TSA: Passengers on U.S.-bound flights must turn on phones, electronics

The U.S. Transportation Security Administration will not allow cellphones or other electronic devices on U.S.-bound planes at some overseas airports if the devices are not charged up, the agency said on Sunday. The new measure is part of the TSA’s effort announced last week to boost security amid concerns that Yemen-based al-Qaida in the Arabian Peninsula and the Islamist al-Nusra Front, al-Qaida’s affiliate in Syria, are plotting to blow up an airliner, U.S. officials said.

This expertise, we fear, might now have proliferated … in the direction of militants who might very well have European passports and therefore might very well have immediate access to trans-Atlantic flights.

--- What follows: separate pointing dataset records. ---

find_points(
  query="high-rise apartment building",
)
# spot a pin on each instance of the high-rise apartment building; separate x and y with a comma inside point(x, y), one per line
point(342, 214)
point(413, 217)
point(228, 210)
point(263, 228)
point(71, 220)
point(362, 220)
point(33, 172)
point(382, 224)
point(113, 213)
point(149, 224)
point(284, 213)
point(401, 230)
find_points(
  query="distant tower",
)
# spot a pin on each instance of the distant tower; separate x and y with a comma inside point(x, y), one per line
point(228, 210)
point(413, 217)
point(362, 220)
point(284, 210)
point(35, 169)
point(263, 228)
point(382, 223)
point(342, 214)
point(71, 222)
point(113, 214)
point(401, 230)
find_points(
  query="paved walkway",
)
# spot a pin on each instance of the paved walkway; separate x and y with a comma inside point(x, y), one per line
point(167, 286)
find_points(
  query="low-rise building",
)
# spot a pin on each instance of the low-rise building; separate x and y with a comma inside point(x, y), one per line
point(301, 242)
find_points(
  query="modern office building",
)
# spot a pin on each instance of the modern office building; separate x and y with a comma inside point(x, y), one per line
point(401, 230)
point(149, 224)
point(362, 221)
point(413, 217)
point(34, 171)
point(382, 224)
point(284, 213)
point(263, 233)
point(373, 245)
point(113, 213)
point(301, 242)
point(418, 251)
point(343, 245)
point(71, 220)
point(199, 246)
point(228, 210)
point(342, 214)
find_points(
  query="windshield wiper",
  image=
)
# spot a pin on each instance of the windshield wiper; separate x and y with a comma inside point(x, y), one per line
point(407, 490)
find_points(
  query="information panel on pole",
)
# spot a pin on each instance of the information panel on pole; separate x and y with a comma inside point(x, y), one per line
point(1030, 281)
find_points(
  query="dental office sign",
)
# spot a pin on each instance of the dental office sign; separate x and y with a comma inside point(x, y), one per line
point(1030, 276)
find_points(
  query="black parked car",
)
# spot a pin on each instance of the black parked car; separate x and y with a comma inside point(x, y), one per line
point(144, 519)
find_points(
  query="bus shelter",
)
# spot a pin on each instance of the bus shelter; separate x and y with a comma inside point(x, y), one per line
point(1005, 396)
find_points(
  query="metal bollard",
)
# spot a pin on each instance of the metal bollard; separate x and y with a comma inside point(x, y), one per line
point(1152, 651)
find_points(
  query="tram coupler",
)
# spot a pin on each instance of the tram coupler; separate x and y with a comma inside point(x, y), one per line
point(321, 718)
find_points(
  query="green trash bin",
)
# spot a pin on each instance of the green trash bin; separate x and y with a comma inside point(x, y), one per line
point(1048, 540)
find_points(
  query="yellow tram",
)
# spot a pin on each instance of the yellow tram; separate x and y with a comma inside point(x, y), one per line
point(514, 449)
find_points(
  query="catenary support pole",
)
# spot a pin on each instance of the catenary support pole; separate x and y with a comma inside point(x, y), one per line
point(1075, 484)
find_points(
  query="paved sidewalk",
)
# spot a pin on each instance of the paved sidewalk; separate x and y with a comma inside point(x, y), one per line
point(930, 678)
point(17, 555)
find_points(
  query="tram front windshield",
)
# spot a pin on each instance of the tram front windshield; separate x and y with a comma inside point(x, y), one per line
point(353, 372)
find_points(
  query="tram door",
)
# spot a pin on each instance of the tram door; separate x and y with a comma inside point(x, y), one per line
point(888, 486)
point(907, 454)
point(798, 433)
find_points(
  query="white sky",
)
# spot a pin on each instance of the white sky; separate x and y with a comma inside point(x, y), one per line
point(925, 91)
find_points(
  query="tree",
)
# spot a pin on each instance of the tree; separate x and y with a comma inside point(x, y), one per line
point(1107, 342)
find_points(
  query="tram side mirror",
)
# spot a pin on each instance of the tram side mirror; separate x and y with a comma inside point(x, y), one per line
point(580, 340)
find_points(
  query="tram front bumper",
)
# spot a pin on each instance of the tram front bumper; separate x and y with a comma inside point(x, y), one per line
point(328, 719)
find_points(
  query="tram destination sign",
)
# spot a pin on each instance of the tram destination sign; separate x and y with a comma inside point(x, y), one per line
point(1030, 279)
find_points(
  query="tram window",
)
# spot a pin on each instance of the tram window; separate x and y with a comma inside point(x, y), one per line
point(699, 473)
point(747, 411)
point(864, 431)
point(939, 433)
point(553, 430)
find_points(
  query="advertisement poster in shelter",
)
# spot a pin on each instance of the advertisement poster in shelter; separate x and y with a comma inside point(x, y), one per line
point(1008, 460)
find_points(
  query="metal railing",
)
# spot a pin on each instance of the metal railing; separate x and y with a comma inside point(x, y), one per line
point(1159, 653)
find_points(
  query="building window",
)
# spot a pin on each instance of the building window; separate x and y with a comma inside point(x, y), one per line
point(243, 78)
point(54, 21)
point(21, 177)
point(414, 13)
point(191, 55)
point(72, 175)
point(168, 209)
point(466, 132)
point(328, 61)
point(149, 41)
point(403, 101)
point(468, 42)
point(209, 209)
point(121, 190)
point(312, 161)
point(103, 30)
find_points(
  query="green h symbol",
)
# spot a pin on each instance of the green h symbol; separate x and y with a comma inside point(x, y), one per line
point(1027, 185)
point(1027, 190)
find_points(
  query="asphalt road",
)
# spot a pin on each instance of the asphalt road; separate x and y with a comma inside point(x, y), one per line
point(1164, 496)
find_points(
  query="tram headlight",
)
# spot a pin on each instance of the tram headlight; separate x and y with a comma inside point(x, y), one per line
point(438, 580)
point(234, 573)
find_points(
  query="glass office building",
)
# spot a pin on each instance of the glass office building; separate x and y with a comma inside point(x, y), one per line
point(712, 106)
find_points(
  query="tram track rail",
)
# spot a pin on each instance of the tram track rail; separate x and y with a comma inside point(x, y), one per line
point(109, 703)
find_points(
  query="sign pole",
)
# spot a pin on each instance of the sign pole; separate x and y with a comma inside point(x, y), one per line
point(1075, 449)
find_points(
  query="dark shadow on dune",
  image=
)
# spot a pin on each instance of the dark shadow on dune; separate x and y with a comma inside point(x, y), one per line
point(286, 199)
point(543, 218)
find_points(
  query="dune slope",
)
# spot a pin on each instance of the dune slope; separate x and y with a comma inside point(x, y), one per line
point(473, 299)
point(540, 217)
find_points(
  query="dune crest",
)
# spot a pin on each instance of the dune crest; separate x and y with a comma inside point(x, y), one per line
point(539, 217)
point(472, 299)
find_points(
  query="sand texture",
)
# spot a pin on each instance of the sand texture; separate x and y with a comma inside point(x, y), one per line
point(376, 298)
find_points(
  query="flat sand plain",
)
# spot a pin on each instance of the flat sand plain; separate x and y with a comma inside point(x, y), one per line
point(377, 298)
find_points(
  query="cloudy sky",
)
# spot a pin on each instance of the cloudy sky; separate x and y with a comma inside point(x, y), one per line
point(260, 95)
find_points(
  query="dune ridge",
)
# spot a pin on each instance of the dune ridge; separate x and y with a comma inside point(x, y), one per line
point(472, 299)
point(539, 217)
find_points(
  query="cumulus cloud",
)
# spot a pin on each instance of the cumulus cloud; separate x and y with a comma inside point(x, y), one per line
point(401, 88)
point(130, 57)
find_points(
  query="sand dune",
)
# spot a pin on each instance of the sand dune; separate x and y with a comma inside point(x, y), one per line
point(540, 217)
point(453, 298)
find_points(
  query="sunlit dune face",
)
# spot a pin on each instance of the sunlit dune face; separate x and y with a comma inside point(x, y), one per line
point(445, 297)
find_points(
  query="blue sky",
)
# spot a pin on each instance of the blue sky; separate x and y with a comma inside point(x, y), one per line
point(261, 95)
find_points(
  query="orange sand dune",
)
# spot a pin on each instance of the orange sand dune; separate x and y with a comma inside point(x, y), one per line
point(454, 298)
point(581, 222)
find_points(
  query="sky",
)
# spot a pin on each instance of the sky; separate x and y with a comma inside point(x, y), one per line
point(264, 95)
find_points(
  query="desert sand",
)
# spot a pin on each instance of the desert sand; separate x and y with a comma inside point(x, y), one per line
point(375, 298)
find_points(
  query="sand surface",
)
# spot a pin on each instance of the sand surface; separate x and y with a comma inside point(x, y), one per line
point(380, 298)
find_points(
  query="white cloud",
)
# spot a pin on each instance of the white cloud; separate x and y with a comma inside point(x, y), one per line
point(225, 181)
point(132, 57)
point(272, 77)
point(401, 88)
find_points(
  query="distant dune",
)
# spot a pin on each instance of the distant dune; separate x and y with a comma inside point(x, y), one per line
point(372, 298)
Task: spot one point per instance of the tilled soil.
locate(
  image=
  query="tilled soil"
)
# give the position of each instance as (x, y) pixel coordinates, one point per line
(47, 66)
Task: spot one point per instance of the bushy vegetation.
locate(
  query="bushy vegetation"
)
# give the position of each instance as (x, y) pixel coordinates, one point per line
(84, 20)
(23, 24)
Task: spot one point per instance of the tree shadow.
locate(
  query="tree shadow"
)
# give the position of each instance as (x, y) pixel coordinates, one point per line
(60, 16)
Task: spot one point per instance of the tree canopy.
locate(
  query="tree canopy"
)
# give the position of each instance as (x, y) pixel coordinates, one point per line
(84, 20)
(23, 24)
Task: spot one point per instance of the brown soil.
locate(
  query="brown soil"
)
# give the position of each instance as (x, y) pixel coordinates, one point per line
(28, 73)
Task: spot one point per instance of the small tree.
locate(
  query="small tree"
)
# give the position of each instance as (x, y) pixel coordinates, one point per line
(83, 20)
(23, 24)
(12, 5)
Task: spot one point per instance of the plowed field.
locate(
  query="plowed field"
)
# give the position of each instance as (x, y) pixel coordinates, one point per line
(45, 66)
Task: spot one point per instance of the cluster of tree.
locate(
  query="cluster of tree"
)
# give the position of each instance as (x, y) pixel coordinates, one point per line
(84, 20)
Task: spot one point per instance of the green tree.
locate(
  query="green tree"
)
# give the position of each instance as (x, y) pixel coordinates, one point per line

Olivier de France, a European security expert at France’s Institute for International and Strategic Relations

Security agents may ask travelers to turn on their electronic devices at checkpoints and if they do not have power, the devices will not be allowed on planes, the TSA said. A U.S. source said laptop computers are among the devices security screeners may require passengers to turn on. U.S. officials singled out smartphones including iPhones made by Apple Inc. and Galaxy phones made by Samsung Electronics Co. Ltd for extra security checks on U.S.-bound direct flights from Europe, the Middle East and Africa.